Artist Michael Owen has a plan for Baltimore that involves a lot of black paint and a tender little sentiment.

He's brushed its letters onto one wall, then another, and now, with the "L" word drying in a third place along one of the city's busiest thoroughfares, it's safe to say that the Baltimore Love Project has officially launched.

Can you feel it yet? The love?

If you can't, Owen hopes you will, certainly by next year. That's when he'd like to have painted 20 love murals across town, each broadcasting identical four-letter pleas of passion, emotion and affection.

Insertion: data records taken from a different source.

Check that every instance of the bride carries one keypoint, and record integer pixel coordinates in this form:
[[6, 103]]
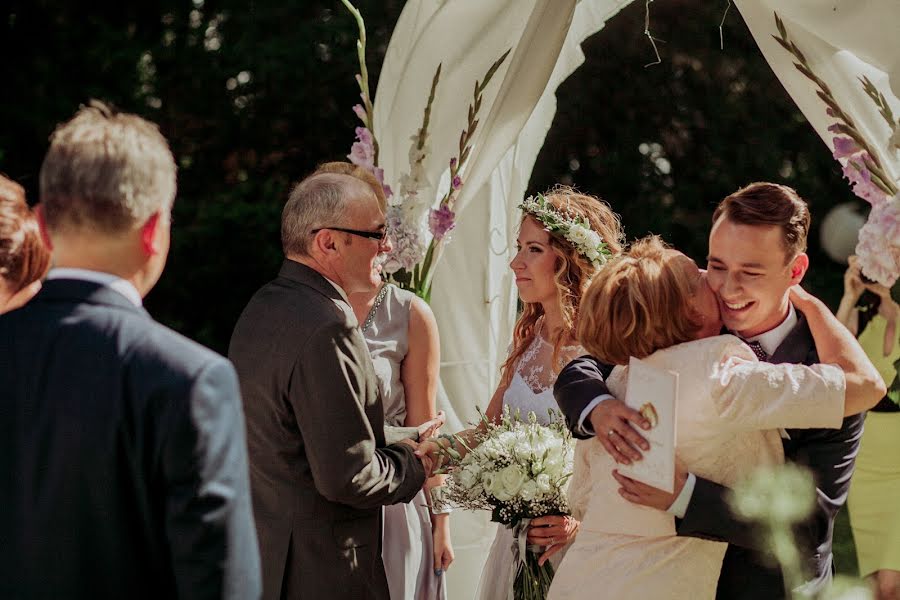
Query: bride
[[730, 408], [552, 272]]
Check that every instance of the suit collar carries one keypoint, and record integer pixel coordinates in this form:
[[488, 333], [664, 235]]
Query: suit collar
[[300, 273], [90, 292]]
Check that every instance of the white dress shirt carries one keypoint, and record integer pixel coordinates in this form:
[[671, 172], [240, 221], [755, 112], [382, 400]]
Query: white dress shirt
[[114, 282]]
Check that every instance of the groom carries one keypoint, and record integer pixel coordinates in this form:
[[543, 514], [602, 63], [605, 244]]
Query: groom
[[756, 254]]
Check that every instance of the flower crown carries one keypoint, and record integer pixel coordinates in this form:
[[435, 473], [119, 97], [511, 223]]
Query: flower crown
[[576, 230]]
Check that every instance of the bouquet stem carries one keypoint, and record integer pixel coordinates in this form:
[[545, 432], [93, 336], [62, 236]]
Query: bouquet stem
[[532, 580]]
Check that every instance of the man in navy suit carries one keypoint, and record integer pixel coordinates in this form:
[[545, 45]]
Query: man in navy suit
[[756, 254], [122, 448]]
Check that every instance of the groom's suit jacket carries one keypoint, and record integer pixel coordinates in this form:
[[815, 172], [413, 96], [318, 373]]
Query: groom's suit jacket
[[747, 571], [123, 462], [319, 465]]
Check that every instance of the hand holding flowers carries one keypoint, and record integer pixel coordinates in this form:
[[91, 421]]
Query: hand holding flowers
[[519, 471]]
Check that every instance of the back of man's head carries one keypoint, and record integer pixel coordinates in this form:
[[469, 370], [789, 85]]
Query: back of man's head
[[766, 204], [105, 172], [321, 200]]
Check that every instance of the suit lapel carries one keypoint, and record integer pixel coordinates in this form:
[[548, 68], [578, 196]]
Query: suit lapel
[[797, 347], [300, 273]]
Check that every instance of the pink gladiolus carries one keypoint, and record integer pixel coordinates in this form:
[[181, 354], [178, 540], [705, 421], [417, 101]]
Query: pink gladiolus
[[362, 152], [440, 222], [861, 181], [879, 243], [845, 147]]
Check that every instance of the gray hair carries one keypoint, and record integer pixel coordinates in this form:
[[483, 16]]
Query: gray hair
[[320, 200], [107, 171]]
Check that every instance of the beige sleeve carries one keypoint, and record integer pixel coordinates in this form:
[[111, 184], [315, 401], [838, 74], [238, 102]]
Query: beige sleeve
[[753, 395]]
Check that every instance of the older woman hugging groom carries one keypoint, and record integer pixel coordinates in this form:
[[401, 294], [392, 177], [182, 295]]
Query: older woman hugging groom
[[766, 371]]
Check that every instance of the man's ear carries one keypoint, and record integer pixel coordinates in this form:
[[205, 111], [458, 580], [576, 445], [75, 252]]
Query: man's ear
[[799, 267], [324, 242], [42, 226], [149, 231]]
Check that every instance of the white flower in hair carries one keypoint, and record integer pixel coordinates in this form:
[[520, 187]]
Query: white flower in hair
[[576, 230]]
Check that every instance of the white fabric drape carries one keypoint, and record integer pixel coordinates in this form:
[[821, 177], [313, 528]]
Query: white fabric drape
[[473, 296], [843, 41]]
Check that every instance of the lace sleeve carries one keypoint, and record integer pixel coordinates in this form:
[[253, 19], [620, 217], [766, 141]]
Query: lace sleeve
[[580, 483], [753, 395]]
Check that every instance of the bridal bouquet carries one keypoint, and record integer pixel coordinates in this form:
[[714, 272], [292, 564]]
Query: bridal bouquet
[[518, 470]]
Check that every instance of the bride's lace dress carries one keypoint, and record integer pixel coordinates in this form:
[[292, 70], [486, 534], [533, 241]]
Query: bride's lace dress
[[531, 389], [730, 407]]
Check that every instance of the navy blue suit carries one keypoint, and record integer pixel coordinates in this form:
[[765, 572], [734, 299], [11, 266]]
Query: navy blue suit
[[123, 462], [748, 572]]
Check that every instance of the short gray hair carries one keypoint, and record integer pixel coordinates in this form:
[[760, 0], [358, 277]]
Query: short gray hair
[[106, 170], [320, 200]]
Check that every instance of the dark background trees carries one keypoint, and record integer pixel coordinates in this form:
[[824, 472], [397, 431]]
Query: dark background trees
[[252, 95]]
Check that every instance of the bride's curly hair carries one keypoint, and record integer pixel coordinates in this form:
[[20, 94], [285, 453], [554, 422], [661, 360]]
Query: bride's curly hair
[[572, 276]]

For now, he'd like you to become Love Project fans on Facebook, subscribe to its Twitter feed and buy the love logo emblazoned on a T-shirt. No average muralist riding high on acrylic fumes and idealism, Owen just wants to give Baltimore love — one way or another.

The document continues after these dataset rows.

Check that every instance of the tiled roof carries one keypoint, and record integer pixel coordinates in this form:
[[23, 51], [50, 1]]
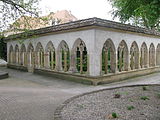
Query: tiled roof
[[84, 23]]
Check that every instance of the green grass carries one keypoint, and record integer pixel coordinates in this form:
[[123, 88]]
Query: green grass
[[114, 115], [130, 107], [144, 98]]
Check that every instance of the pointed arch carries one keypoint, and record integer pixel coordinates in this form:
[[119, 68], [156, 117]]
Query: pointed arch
[[79, 57], [158, 55], [134, 56], [30, 54], [152, 55], [50, 56], [11, 54], [17, 54], [108, 57], [39, 55], [23, 55], [123, 56], [144, 55], [63, 54]]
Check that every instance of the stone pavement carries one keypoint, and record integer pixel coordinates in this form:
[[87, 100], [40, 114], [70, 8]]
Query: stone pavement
[[26, 96], [3, 75]]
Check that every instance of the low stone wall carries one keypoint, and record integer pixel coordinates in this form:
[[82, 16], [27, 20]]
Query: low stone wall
[[3, 75], [109, 78], [125, 75], [17, 67], [65, 76]]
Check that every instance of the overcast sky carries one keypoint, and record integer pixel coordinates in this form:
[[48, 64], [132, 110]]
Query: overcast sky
[[79, 8]]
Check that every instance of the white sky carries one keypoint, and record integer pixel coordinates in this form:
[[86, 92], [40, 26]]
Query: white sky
[[79, 8]]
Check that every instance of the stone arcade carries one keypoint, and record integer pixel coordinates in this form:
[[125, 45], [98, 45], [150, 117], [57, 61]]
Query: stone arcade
[[91, 51]]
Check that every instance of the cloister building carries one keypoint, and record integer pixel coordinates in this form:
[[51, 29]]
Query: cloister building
[[91, 50]]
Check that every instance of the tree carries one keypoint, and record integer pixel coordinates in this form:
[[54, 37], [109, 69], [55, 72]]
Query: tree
[[10, 10], [138, 12]]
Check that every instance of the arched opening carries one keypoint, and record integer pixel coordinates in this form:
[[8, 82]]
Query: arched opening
[[17, 54], [151, 55], [144, 55], [64, 56], [23, 55], [30, 54], [40, 55], [158, 55], [11, 52], [108, 57], [122, 56], [50, 55], [79, 55], [134, 56]]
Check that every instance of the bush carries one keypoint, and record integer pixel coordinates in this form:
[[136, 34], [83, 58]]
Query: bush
[[3, 49], [114, 115]]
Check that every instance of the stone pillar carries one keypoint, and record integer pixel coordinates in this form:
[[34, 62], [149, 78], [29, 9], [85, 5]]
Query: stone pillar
[[81, 62], [115, 62], [120, 60], [94, 65], [127, 62], [47, 60], [73, 61], [106, 62], [58, 61], [65, 61]]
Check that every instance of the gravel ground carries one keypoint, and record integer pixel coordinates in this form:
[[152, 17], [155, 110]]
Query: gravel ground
[[100, 105]]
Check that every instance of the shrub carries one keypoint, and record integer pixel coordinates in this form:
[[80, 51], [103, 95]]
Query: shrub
[[130, 107], [144, 98], [114, 115], [144, 88]]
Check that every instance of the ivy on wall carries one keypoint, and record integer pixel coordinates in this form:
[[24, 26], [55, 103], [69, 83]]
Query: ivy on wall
[[3, 49]]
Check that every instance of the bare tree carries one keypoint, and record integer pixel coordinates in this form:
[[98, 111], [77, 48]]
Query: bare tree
[[10, 10]]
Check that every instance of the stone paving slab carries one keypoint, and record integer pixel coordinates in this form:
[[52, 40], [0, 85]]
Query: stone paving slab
[[3, 75], [26, 96]]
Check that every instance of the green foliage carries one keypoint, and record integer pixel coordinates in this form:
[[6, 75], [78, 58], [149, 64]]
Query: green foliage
[[13, 9], [130, 107], [114, 115], [158, 95], [144, 98], [139, 12], [117, 95], [3, 49], [144, 88]]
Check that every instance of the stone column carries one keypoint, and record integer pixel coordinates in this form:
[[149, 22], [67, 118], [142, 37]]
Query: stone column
[[106, 62], [94, 65], [65, 61], [120, 60], [52, 60], [73, 61], [127, 61], [47, 60], [58, 61], [115, 62], [81, 62]]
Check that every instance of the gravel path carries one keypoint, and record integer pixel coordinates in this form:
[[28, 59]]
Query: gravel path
[[101, 105]]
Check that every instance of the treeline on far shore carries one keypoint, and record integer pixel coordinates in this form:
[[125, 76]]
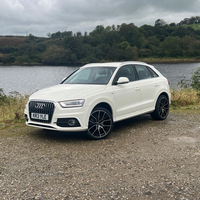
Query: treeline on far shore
[[112, 43]]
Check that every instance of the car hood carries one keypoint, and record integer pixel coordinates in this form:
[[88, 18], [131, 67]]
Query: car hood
[[66, 92]]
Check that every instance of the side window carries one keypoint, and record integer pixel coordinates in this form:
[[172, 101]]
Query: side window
[[143, 72], [125, 71]]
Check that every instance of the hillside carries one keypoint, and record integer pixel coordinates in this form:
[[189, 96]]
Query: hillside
[[111, 43]]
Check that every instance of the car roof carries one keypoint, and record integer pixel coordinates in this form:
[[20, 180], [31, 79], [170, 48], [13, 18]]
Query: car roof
[[115, 64]]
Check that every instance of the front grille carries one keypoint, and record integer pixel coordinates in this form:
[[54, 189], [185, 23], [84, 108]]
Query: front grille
[[41, 107]]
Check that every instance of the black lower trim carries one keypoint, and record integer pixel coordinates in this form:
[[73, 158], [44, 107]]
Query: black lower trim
[[44, 126]]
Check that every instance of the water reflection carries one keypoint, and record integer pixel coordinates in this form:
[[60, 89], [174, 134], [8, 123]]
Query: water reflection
[[28, 79]]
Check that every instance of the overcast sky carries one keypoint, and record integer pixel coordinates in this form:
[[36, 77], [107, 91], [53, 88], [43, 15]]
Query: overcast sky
[[39, 17]]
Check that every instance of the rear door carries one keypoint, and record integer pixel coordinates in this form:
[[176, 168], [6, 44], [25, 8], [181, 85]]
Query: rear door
[[149, 83], [127, 96]]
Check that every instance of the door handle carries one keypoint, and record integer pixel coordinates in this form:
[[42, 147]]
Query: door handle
[[137, 88]]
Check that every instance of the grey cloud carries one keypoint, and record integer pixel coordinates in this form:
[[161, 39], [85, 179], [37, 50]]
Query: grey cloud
[[42, 16]]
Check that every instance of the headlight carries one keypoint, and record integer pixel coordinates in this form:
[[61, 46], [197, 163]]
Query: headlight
[[72, 103]]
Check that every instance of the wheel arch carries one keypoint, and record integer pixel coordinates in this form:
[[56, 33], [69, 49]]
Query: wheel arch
[[106, 106], [164, 93]]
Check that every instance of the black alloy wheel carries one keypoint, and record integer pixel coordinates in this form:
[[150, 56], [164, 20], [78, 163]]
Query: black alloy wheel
[[162, 108], [100, 123]]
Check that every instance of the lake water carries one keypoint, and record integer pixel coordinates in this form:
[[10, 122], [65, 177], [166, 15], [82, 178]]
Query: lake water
[[28, 79]]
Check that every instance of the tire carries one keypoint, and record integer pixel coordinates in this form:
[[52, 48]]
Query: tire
[[100, 124], [162, 108]]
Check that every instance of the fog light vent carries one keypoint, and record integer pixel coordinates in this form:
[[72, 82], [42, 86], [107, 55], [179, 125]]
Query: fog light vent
[[68, 122]]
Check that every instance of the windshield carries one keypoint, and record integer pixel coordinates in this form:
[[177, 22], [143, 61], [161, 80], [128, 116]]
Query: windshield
[[91, 75]]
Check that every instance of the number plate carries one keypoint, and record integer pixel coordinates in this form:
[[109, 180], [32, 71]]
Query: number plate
[[40, 116]]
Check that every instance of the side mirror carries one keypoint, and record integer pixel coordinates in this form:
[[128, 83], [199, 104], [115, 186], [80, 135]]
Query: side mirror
[[63, 80], [123, 80]]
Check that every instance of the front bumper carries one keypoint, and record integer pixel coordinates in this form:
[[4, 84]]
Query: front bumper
[[63, 119]]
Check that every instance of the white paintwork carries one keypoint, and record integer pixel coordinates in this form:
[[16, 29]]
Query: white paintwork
[[125, 100]]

"It's about inspiring people to action," the 27-year-old MICA graduate says of his artsy, would-be social movement. "In a day, it might make one person think. Maybe they'll pick up flowers when they weren't planning on it. Maybe they'll be kinder in speaking to their partner. It's little things like that that I'm trying to do."

Anyone not looking for it would have missed the first love mural, which appeared in a secluded, forested and — let's be honest — romantic spot by a burbling creek in Mount Washington. The next rose in bolder fashion, splashed onto a tall wall in Carroll Park, alongside the Gwynns Falls Trail.

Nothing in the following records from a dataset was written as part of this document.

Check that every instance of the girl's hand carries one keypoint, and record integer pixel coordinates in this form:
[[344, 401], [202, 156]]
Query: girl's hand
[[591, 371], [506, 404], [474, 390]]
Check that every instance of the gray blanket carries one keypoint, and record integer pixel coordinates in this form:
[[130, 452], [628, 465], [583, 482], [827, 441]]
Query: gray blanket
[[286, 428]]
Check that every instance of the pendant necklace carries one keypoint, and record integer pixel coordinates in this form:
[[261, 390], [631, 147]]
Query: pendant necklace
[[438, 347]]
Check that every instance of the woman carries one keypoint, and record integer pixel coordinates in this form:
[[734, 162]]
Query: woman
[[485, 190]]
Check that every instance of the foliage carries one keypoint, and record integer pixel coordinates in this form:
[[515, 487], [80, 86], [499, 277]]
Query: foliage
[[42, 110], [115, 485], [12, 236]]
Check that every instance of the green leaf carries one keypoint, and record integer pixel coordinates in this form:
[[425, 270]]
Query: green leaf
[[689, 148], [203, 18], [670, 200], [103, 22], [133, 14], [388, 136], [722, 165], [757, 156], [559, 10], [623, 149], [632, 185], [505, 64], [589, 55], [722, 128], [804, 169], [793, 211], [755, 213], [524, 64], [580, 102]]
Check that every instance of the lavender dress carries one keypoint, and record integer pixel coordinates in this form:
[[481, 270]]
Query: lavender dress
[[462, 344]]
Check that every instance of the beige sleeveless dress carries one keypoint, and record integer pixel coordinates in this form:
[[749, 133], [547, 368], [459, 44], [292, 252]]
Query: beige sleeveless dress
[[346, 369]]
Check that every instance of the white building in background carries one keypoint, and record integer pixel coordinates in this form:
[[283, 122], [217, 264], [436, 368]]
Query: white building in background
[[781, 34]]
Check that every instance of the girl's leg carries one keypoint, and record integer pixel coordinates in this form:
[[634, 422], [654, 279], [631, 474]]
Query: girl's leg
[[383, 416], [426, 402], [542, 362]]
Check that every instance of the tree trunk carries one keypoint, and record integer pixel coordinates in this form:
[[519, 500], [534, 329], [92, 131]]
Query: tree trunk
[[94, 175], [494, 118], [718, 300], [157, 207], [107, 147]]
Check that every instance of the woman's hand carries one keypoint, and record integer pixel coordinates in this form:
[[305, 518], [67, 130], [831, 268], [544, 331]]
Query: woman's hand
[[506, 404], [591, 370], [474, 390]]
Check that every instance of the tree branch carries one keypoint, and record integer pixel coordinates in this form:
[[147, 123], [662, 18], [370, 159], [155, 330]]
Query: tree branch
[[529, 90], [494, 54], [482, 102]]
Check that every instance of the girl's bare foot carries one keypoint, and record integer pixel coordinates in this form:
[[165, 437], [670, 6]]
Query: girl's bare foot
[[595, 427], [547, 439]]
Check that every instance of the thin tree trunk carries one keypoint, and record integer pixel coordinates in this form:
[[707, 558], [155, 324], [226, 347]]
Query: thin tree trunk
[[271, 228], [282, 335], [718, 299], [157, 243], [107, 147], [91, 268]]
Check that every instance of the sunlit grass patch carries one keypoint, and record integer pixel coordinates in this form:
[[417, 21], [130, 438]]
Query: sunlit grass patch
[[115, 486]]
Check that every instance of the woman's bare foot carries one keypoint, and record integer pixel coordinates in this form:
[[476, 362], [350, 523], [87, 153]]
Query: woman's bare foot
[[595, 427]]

The most recent, which Owen finished last week, covers the side of a building in Highlandtown, where barbers and storefronts promising fast tax refunds are plentiful but love — one frilly bridal shop aside — not so much.

Ryen Easterling, who works as a Bank of America security guard, watched with interest as Owen and his partner, Scott Burkholder, finished the latest mural on a wall that fronts his bank's parking lot. Though at first he thought Owen and his partner were painting gang signs, he smiled when he realized the message. "Love, yeaaah," he said, still smiling as he got off work. "Hopefully, people will listen to that and take it into consideration."

Wayne Ching, a retiree who volunteers at the nearby Creative Alliance, thought struggling Eastern Avenue could use a little love. "Art slows people down and maybe if people slow down and stay, businesses will come," he theorized. "It's a little thing that might build, piece by piece."

Bringing love to where it's not, or to where folks might have forgotten it, is the goal driving Owen's project.

He wants to paint love in the shadows of violent neighborhoods, on desolate concrete culverts, in the neighborhoods with the renovated row homes and in the poor ones, where true art is hard to find.

The idea came to Owen casually — not as any sort of epiphany; no, as he puts it, "genius moment." He'd sketched "love" in a notebook and when he saw it again later, it spoke to him. He felt it deserved to be big, to be seen — and by as many people as possible. He felt it had power.

As someone who's painted a number of murals — including perhaps the longest one in Baltimore that runs for a colorful quarter of a mile along Eastern Avenue between Highlandtown and Greektown — he immediately knew his canvas had to be walls.

One might wonder what a young man who's not reached his third decade knows about love. But Owen's been around a bit.

He likes to say he's from "everywhere," having lived in Seattle, Cleveland and Florida —and now Baltimore, after coming here to get a degree in illustration at MICA. In the six years since, he's been commissioned for murals, he's designed logos, he's created paintings — some of Baltimore's legends that hang at the city's Convention Center hotel — and he's painted people's homes.

For Owen, with his marketable face, tousled hair and paint-stained skin, the main life lesson in love surely comes from his marriage of five years to his wife, Shelley, whom he met while he was playing in a band, and his relationship with their 4-year-old son, Harper.

"I find love to be the most powerful force that I've ever encountered," he says. "It changes people. It connects people. It can break people apart."

It's important to him that each mural is exactly the same. That way Highlandtown is equal to Mount Washington. And when he someday paints one in Broadway East, it will look just like the one the wealthy Inner Harbor residents might soon see along Key Highway.

Owen's design uses hands forming the shape of each letter of the word love. Complete, his walls have a whimsical, shadow puppet effect. He says he's always been drawn to hands — their expressiveness and how they're seldom still. He thinks they personify the concept of action.

And action, after all, is key to what Owen's doing.